With consumers under increasing financial pressure, Cracker Barrel's value credentials have become one of its most important competitive advantages. The chain's average check of $15.85 sits well below the casual-dining segment average of more than $27 and below the family-dining average of more than $19- a gap that carries real weight in a market where every dollar counts. The company supported that positioning through targeted low-price promotions, including a $7.99 Sunrise Pancake Special and Early Dinner Deals starting at $8.99, while simultaneously launching premium add-ons and upgrades to lift margins at the higher end of the menu. Value scores increased 5 percent year-over-year during the quarter, suggesting that guests are not just noticing the pricing- they are responding to it.
Cracker Barrel's loyalty programme has emerged as one of the turnaround's more quietly significant contributors. The Cracker Barrel Rewards programme grew to nearly 12 million members during the quarter, with member-tracked sales holding above 40 percent- a level of engagement that gives the brand a direct channel to its most valuable guests. Loyalty visits increased year-over-year, and the company used the platform to launch a summer sweepstakes offering fuel and restaurant gift cards, deepening the programme's everyday relevance beyond the dining occasion itself. Masino was emphatic about the role loyalty is playing in rebuilding the relationship between the brand and its core guest base. "The teams have done a great job making sure that our guests know that we're still the Cracker Barrel that they know and love- and that we're operating even better for them."

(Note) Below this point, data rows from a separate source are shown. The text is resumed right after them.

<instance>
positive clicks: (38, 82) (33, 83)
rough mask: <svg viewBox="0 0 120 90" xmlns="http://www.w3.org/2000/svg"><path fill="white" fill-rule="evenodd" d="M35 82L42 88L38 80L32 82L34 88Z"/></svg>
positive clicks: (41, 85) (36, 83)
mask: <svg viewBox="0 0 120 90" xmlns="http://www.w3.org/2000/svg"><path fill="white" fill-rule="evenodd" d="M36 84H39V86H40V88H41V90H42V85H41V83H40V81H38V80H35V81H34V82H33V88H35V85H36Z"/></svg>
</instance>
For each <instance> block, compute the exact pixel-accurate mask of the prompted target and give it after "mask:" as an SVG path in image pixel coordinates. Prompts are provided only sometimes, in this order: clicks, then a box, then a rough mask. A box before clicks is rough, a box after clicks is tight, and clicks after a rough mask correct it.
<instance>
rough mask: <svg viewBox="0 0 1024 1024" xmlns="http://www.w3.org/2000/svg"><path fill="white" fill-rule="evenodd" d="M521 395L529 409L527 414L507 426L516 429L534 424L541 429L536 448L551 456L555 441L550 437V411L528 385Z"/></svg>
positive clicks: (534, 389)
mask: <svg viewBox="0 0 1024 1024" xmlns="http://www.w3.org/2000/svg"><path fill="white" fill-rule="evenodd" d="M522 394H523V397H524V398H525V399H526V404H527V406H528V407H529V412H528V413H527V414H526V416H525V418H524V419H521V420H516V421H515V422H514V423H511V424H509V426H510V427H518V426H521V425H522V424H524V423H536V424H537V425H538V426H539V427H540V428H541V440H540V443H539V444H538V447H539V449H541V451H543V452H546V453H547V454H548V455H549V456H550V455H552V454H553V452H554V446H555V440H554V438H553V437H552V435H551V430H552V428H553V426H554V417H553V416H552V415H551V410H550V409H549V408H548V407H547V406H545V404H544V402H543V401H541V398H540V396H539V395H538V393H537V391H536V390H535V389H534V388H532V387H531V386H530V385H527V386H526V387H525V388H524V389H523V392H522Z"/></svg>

Beyond the restaurant operation, Cracker Barrel's retail business showed encouraging signs of its own, with same-store sales declining just 1.8 percent- outperforming restaurant comps for the first time in more than four years. Leadership credited targeted improvements in SKU rationalisation, markdown optimisation, and merchandising, with popular categories including sensory and fidget toys, collectible salt and pepper shakers, and an American Heritage collection tied to the 250th anniversary of the Declaration of Independence. Demand proved so strong that Halloween merchandise hit floors earlier than planned after patriotic products sold through quickly. On the technology front, Cracker Barrel is expanding its use of artificial intelligence across forecasting, guest relations, and customer feedback analysis, with machine learning tools already improving labour forecasting accuracy. Off-premises sales represented nearly 20 percent of restaurant revenue in Q3, and an upgraded website is planned to improve online ordering and personalisation. With all of these levers pulling in the same direction, the company raised its full-year adjusted EBITDA outlook to between $120 million and $125 million- a confident signal that the turnaround has moved from promise to progress.